Q: Will my pet need a Elizabethan collar (E-collar, cone of shame, lampshade, etc) after the procedure?
A: Yes, even though the incisions are tiny, it is still an incision. If your pet licks at this small incision it could still become infected and require at minimum antibiotics and at worst a second surgery. However, we find that pets are generally less interested in these incisions (most likely due to the reduced pain) than the larger incisions from traditional spays. All incisions – regardless of their size, require a minimum of 7 days to heal, so plan on having your pet wear the cone for a minimum of 7 days.
Q: How long do I need to keep my crazy dog confined after surgery??
A: This is one of the biggest benefits of a LOVE spay. We only recommend 2-3 days of activity restriction after a LOVE spay versus 7-14 days with a traditional spay. The risk of a complication such as a hernia is very low and if it does occur, would not be a life threatening emergency like a hernia could be with a traditional spay. NOTE: Your pet cannot go swimming for 7-14 days. The skin needs to heal to prevent the surgical site from getting infected from potentially contaminated water.
Q: Is it dangerous to not remove the uterus? Why does my vet remove the uterus?

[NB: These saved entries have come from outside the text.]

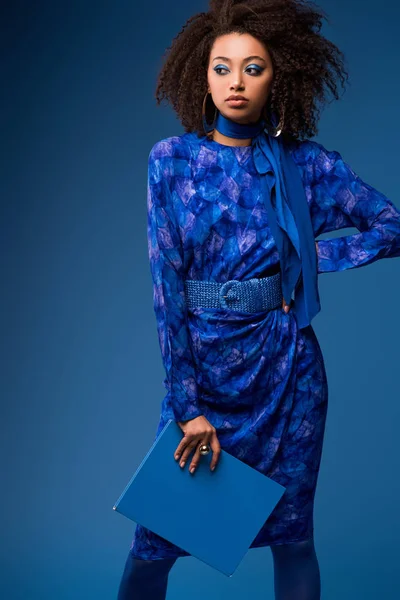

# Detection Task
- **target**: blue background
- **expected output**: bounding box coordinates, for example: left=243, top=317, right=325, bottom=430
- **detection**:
left=1, top=1, right=399, bottom=598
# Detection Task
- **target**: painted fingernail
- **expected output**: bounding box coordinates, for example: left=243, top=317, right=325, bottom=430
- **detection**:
left=211, top=466, right=215, bottom=471
left=189, top=467, right=195, bottom=473
left=180, top=461, right=185, bottom=467
left=175, top=454, right=179, bottom=460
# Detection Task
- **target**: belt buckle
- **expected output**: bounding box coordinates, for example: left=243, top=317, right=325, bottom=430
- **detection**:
left=219, top=279, right=240, bottom=309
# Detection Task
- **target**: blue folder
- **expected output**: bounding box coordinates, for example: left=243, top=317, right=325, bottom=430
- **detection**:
left=113, top=419, right=286, bottom=577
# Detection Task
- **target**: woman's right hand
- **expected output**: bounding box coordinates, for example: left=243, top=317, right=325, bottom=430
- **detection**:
left=175, top=415, right=221, bottom=474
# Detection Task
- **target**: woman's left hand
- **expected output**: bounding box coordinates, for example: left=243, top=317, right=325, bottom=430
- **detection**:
left=282, top=241, right=318, bottom=314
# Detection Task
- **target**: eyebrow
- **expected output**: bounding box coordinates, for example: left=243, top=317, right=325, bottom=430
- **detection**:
left=212, top=55, right=267, bottom=63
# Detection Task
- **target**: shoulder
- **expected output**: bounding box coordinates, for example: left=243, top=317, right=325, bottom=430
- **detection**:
left=147, top=136, right=185, bottom=187
left=290, top=137, right=333, bottom=161
left=289, top=138, right=345, bottom=180
left=148, top=133, right=194, bottom=165
left=147, top=134, right=199, bottom=190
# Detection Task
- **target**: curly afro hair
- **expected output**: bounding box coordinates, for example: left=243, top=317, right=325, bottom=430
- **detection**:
left=154, top=0, right=350, bottom=141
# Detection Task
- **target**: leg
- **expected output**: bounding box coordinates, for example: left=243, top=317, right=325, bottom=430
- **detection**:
left=116, top=551, right=178, bottom=600
left=270, top=536, right=321, bottom=600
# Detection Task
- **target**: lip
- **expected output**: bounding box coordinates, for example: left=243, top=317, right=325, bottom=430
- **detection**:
left=226, top=95, right=248, bottom=101
left=226, top=99, right=249, bottom=107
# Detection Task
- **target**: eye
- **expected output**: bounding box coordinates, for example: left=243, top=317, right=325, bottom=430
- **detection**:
left=246, top=66, right=263, bottom=76
left=213, top=65, right=264, bottom=76
left=214, top=66, right=229, bottom=75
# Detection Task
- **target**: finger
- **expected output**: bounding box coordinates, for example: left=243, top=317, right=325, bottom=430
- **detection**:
left=209, top=431, right=222, bottom=471
left=282, top=297, right=290, bottom=314
left=178, top=439, right=198, bottom=468
left=188, top=442, right=203, bottom=474
left=188, top=432, right=213, bottom=474
left=174, top=434, right=193, bottom=460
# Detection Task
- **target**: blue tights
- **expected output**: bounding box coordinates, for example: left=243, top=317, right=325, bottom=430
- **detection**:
left=116, top=553, right=178, bottom=600
left=270, top=538, right=321, bottom=600
left=117, top=537, right=320, bottom=600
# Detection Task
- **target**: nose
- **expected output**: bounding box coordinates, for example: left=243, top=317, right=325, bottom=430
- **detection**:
left=230, top=82, right=245, bottom=92
left=229, top=70, right=244, bottom=89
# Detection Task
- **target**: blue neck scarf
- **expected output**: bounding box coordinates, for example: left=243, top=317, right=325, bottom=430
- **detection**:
left=210, top=111, right=320, bottom=329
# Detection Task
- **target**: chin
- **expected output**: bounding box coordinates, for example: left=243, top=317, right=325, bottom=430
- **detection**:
left=224, top=107, right=251, bottom=116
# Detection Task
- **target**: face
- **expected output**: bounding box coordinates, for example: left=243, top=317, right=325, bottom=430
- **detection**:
left=207, top=32, right=274, bottom=124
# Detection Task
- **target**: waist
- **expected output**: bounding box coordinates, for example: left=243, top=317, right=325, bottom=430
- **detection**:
left=184, top=271, right=283, bottom=313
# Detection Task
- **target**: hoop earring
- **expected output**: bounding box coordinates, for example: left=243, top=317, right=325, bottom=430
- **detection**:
left=262, top=103, right=284, bottom=137
left=202, top=91, right=218, bottom=135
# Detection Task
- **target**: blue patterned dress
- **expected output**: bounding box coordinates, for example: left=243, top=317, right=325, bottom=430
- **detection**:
left=130, top=132, right=400, bottom=559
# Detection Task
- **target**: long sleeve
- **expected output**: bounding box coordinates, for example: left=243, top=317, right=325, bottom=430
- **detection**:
left=308, top=142, right=400, bottom=273
left=147, top=141, right=203, bottom=423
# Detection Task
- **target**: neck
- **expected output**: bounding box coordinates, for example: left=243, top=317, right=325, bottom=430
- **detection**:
left=211, top=129, right=252, bottom=147
left=208, top=111, right=265, bottom=147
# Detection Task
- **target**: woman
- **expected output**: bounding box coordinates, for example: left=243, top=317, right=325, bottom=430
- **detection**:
left=117, top=1, right=400, bottom=598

A: Traditionally in the United States, veterinarians have removed both the ovaries and the uterus when performing a spay. However, there is no real benefit in removing the uterus of a young, otherwise healthy animal. The initial justification came from a belief that it would prevent gynecological problems later in the dog’s life. Many papers have since been published debunking this rationale backed up by data from our European counterparts who only remove the ovaries. We are hoping that even if your veterinarian doesn’t perform laparoscopic spays, that they will start at the very least to perform ovariectomies which are associated with less pain, less complications, and is a faster surgery. See the following article for more details: VAN GOETHEM, B., SCHAEFERS-OKKENS, A. and KIRPENSTEIJN, J. (2006), Making a Rational Choice Between Ovariectomy and Ovariohysterectomy in the Dog: A Discussion of the Benefits of Either Technique. Veterinary Surgery, 35: 136–143.

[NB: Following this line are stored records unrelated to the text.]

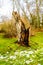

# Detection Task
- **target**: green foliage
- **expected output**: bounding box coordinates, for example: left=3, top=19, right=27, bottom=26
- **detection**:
left=0, top=32, right=43, bottom=65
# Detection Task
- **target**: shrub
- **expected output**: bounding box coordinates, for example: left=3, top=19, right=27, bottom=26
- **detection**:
left=1, top=20, right=17, bottom=38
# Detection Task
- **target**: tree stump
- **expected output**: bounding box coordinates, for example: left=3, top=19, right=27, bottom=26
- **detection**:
left=12, top=11, right=30, bottom=46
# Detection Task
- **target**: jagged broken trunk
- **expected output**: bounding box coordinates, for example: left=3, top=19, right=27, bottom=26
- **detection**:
left=12, top=11, right=30, bottom=46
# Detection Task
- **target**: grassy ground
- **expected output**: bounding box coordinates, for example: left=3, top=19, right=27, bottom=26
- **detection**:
left=0, top=32, right=43, bottom=65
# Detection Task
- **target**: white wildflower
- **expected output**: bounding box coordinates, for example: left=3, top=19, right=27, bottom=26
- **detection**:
left=35, top=49, right=38, bottom=53
left=25, top=60, right=30, bottom=64
left=26, top=54, right=30, bottom=57
left=28, top=51, right=33, bottom=54
left=20, top=51, right=25, bottom=56
left=3, top=56, right=7, bottom=59
left=14, top=52, right=19, bottom=55
left=23, top=50, right=27, bottom=53
left=29, top=58, right=33, bottom=62
left=20, top=51, right=24, bottom=54
left=25, top=59, right=33, bottom=64
left=10, top=56, right=16, bottom=60
left=6, top=52, right=9, bottom=54
left=20, top=53, right=25, bottom=56
left=0, top=55, right=4, bottom=59
left=38, top=63, right=41, bottom=65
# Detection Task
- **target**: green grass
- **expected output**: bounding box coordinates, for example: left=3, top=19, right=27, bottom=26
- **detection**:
left=30, top=32, right=43, bottom=49
left=0, top=33, right=18, bottom=54
left=0, top=32, right=43, bottom=65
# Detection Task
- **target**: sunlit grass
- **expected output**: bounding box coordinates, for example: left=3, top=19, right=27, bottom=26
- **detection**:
left=0, top=32, right=43, bottom=65
left=30, top=32, right=43, bottom=49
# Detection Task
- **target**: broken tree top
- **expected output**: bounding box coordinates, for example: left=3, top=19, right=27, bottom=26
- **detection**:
left=12, top=11, right=30, bottom=30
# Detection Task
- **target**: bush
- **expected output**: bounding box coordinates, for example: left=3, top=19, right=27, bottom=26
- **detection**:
left=0, top=24, right=4, bottom=33
left=1, top=20, right=17, bottom=38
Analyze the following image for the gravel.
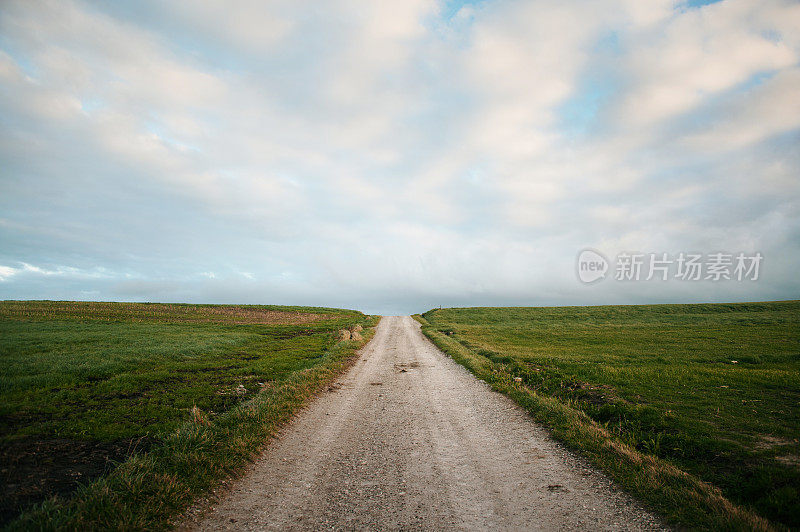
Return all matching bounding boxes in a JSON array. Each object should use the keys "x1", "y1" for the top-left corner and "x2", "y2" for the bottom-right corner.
[{"x1": 194, "y1": 316, "x2": 667, "y2": 531}]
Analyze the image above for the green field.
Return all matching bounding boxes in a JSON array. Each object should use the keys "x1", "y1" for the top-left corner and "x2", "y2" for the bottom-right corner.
[
  {"x1": 0, "y1": 301, "x2": 376, "y2": 529},
  {"x1": 418, "y1": 301, "x2": 799, "y2": 530}
]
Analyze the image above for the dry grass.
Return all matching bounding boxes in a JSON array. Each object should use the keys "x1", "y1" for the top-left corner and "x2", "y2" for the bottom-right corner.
[{"x1": 0, "y1": 301, "x2": 344, "y2": 325}]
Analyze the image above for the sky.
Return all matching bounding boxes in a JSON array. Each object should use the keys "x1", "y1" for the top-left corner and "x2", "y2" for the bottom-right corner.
[{"x1": 0, "y1": 0, "x2": 799, "y2": 315}]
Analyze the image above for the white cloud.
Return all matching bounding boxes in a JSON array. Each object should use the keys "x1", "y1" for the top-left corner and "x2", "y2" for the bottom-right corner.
[
  {"x1": 0, "y1": 265, "x2": 17, "y2": 281},
  {"x1": 681, "y1": 67, "x2": 800, "y2": 152},
  {"x1": 613, "y1": 0, "x2": 797, "y2": 129},
  {"x1": 158, "y1": 0, "x2": 294, "y2": 53},
  {"x1": 1, "y1": 0, "x2": 798, "y2": 313},
  {"x1": 459, "y1": 1, "x2": 602, "y2": 157},
  {"x1": 0, "y1": 263, "x2": 113, "y2": 281}
]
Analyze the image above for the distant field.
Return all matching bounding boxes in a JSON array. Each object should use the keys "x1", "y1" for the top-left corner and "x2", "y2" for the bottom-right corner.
[
  {"x1": 419, "y1": 302, "x2": 799, "y2": 530},
  {"x1": 0, "y1": 300, "x2": 375, "y2": 528}
]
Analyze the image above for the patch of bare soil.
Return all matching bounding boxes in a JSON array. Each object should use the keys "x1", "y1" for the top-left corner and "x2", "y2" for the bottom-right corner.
[
  {"x1": 755, "y1": 434, "x2": 795, "y2": 450},
  {"x1": 775, "y1": 455, "x2": 800, "y2": 470},
  {"x1": 0, "y1": 436, "x2": 156, "y2": 526},
  {"x1": 195, "y1": 306, "x2": 335, "y2": 325}
]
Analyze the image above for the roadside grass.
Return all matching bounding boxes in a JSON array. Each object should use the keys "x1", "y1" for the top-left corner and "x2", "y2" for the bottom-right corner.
[
  {"x1": 415, "y1": 301, "x2": 799, "y2": 530},
  {"x1": 1, "y1": 301, "x2": 377, "y2": 529}
]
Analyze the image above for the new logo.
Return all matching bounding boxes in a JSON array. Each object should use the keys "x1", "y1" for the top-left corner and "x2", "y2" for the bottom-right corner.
[{"x1": 576, "y1": 249, "x2": 608, "y2": 284}]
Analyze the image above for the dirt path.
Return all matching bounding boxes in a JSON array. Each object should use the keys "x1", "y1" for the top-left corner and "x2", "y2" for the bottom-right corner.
[{"x1": 194, "y1": 316, "x2": 665, "y2": 531}]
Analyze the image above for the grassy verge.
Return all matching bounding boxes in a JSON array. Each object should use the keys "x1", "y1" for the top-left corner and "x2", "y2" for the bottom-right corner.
[
  {"x1": 1, "y1": 301, "x2": 377, "y2": 529},
  {"x1": 414, "y1": 302, "x2": 800, "y2": 530}
]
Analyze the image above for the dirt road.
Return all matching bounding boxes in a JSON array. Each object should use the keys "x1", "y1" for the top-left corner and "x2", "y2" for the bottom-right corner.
[{"x1": 195, "y1": 316, "x2": 665, "y2": 531}]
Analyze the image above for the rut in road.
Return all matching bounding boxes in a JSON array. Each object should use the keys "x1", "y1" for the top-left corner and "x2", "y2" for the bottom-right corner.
[{"x1": 194, "y1": 316, "x2": 665, "y2": 531}]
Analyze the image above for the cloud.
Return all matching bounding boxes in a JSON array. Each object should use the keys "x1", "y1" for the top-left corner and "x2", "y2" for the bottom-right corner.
[
  {"x1": 612, "y1": 0, "x2": 797, "y2": 129},
  {"x1": 0, "y1": 0, "x2": 798, "y2": 314},
  {"x1": 0, "y1": 262, "x2": 112, "y2": 282},
  {"x1": 0, "y1": 265, "x2": 16, "y2": 281},
  {"x1": 155, "y1": 0, "x2": 294, "y2": 53},
  {"x1": 680, "y1": 67, "x2": 800, "y2": 152}
]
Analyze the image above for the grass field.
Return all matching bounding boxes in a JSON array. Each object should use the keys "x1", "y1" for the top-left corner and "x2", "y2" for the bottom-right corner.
[
  {"x1": 418, "y1": 301, "x2": 799, "y2": 530},
  {"x1": 0, "y1": 300, "x2": 376, "y2": 529}
]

Q: Can my dog develop pyometra (uterine infection) if you don’t remove the uterus?
A: Pyometra is a hormonally driven process and is an abnormal uterine response to repeated exposure of the hormone called progesterone. If the ovaries of your dog are removed, then pyometra is highly unlikely because the source of progesterone has been removed.
Q: Can my dog develop uterine cancer?
A: Uterine cancer in dogs is not common. The incidence of uterine cancer is 0.03% of all cancers found in dogs. However, most of these uterine cancers are benign tumors and only 10% of these tumors are malignant (spread to other organs). So overall, your dog has a 0.003% chance of developing a malignant uterine tumor. To look at the equation on the other side, there is a much higher rate of complications, including fatal complications, from the process of removing the uterus during a spay (see the paper cited above). Also, these cancers are thought to be hormonally-driven, so by removing the ovaries at a young age, the likelihood of developing uterine cancer is even more remote.
Q: Do you perform laparoscopic spays on cats?
A: While it is possible to perform laparoscopic spays on cats, we do not recommend it. We are still technically performing a “minimally-invasive” surgery on cats – we just don’t need the fancy camera equipment to do it. The incision we normally make to spay a cat is the same size as 1 of the 2 incisions needed for a laparoscopic approach. The ligaments of the cat ovaries are also under a lot less tension, so we don’t have to stretch and tear as much as we do with dogs, and thus the pain is less with cats. We still only remove the ovaries (ovariectomy) as removing the ovaries and uterus (ovarihysterectomy) of a young, otherwise healthy animal has not shown to provide any benefit. So, by making 1 tiny keyhole incision and removing only the ovaries, our spay procedure for cats is “minimally-invasive”.